Accordingly, in the process of attaching the photosensitive chip 22 to the photosensitive chip mounting region 210, the adhesive 26 is first applied to the hollow region 213 (it should be understood that, in the embodiment of the present application, the application position of the adhesive 26 includes not only the hollow region 213 but also a portion of the ink layer 212 for supporting the photosensitive chip 22); further, the photosensitive chip 22 is placed on the photosensitive mounting region (it should be understood that, at this time, the edge of the photosensitive chip 22 is supported on the ink layer 212); then, the adhesive 26 is cured to bond the photosensitive chip 22 to the circuit board main body 211. It should be understood that during the curing process of the adhesive 26, the adhesive 26 will shrink to some extent, so that after the adhesive 26 corresponding to the middle region of the lower surface of the photosensitive chip 22 shrinks, the lower surface of the photosensitive chip 22 will be pulled to bend downwards, thereby adjusting the bending state of the photosensitive chip 22. Specifically, in the embodiment of the present application, the lower surface of the photosensitive chip 22 is bent downward by the adhesive 26, so that the degree of bending of the photosensitive chip 22 toward the object side during the picking process is reduced, and the photosensitive chip 22 tends to be flat, and even, the photosensitive chip 22 is convexly bent toward the image side by the adhesive 26. That is, in the embodiment of the present application, the adhesive 26 can compensate the bending of the circuit board 21 caused by baking and cooling, which is convex toward the object side of the photosensitive chip 22.

Preferably, in the embodiment of the present application, the center of the hollow area 213 corresponds to the center of the photosensitive chip mounting area 210. That is, it is preferable that the center of the hollow area 213 coincides with the center of the mounting area of the photosensitive chip 22, or the hollow area 213 is coaxially disposed with the photosensitive chip mounting area 210.

Preferably, in the embodiment of the present application, when the photosensitive chip 22 is attached to the photosensitive chip mounting area 210, the center of the hollow area 213 corresponds to the center of the photosensitive surface of the photosensitive chip 22, wherein the photosensitive surface of the photosensitive chip 22 represents an area set by the photosensitive area of the photosensitive chip 22. It should be noted that in the conventional photo chip, the photosensitive surface of the photo chip 22 is not necessarily located in the central region of the photo chip 22.

Preferably, in the embodiment of the present invention, the shape of the hollow area 213 is a central symmetrical figure, for example, a cross shape (as shown in fig. 6), so that the photosensitive chip 22 can be uniformly bent. It should be noted that the pattern of the hollow area 213 may also be implemented as other patterns, such as a circle, an ellipse, a regular deformation, etc., and this is not a limitation of the present application. Meanwhile, it should be understood that when the shape of the hollow-out region 213 is a central symmetrical pattern, from the perspective of the relative positions of the photosensitive chip 22 and the ink layer 212, the overlapped region of the projection of the photosensitive chip 22 and the ink layer 212 on the circuit board 21 is symmetrically distributed with respect to the photosensitive chip 22.

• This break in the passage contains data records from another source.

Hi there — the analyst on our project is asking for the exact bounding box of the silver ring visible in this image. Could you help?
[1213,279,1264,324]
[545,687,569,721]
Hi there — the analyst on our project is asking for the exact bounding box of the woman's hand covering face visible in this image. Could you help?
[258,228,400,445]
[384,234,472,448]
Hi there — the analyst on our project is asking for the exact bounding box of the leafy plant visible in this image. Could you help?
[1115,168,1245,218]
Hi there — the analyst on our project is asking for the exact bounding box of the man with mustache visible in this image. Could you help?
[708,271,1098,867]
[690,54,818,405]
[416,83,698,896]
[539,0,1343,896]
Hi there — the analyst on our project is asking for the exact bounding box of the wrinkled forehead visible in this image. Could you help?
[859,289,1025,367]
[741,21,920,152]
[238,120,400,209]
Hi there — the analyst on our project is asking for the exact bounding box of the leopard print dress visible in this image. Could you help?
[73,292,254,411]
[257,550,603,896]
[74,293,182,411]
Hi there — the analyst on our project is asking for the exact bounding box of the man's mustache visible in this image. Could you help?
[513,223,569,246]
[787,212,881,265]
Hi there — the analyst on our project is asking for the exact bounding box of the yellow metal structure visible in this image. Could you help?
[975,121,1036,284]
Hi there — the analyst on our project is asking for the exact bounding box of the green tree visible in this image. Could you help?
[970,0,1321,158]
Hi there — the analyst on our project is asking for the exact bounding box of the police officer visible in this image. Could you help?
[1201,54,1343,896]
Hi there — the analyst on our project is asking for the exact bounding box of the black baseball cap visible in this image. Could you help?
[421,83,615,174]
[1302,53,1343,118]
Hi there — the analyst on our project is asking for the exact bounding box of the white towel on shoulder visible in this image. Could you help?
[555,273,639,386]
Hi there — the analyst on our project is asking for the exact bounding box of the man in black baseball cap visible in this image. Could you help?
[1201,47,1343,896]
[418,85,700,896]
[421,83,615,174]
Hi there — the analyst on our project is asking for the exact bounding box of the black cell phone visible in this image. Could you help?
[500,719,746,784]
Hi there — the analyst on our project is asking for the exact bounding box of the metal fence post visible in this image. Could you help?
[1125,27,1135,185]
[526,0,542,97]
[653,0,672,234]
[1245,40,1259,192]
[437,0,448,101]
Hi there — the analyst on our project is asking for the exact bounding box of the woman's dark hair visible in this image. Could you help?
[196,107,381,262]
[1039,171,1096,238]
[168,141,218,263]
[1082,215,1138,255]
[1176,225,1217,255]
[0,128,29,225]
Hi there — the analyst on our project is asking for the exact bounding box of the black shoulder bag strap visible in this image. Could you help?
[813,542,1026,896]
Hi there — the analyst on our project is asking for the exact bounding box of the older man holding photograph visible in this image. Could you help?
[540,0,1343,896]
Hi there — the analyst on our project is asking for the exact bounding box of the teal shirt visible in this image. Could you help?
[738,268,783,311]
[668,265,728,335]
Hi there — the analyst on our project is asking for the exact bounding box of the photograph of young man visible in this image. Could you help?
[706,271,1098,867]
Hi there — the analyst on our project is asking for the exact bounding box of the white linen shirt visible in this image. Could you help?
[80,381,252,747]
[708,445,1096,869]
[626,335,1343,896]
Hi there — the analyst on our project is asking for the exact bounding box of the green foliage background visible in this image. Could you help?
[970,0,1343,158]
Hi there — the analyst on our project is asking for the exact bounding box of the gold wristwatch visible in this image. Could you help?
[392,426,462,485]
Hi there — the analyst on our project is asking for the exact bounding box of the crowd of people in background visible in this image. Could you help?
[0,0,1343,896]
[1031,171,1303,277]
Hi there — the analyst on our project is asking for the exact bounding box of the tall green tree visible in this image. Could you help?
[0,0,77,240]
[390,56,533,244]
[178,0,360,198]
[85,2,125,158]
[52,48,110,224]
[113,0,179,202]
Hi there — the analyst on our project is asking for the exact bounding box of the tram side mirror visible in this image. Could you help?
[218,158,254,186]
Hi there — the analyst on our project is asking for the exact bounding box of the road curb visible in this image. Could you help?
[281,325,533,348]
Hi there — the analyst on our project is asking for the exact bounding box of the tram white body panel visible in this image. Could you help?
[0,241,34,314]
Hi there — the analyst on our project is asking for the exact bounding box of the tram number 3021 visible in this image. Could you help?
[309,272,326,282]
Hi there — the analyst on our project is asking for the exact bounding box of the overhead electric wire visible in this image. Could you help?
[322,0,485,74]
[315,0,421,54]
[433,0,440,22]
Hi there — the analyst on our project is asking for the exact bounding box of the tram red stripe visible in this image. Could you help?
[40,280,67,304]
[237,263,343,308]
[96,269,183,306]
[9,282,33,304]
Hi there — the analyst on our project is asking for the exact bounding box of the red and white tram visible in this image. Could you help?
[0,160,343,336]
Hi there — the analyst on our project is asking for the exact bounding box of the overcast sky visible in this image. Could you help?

Preferably, in the embodiment of the present application, the shape of the hollow area 213 corresponds to the shape of the photosensitive chip mounting area 210. As will be appreciated by those of ordinary skill in the art, conventional photo-sensing chips 22 typically have a rectangular configuration. Accordingly, it is preferable that, in the embodiment of the present application, the photosensitive chip mounting region 210 is implemented as a rectangle corresponding to the size of the photosensitive chip 22, and the shape of the hollow region 213 is a rectangle scaled by a certain scale. Of course, as the technology develops, the shape design of the photo sensor chip 22 changes in different scenes, and when the shape of the photo sensor chip 22 changes, the shapes of the photo sensor chip mounting area 210 and the hollow area 213 need to be changed synchronously.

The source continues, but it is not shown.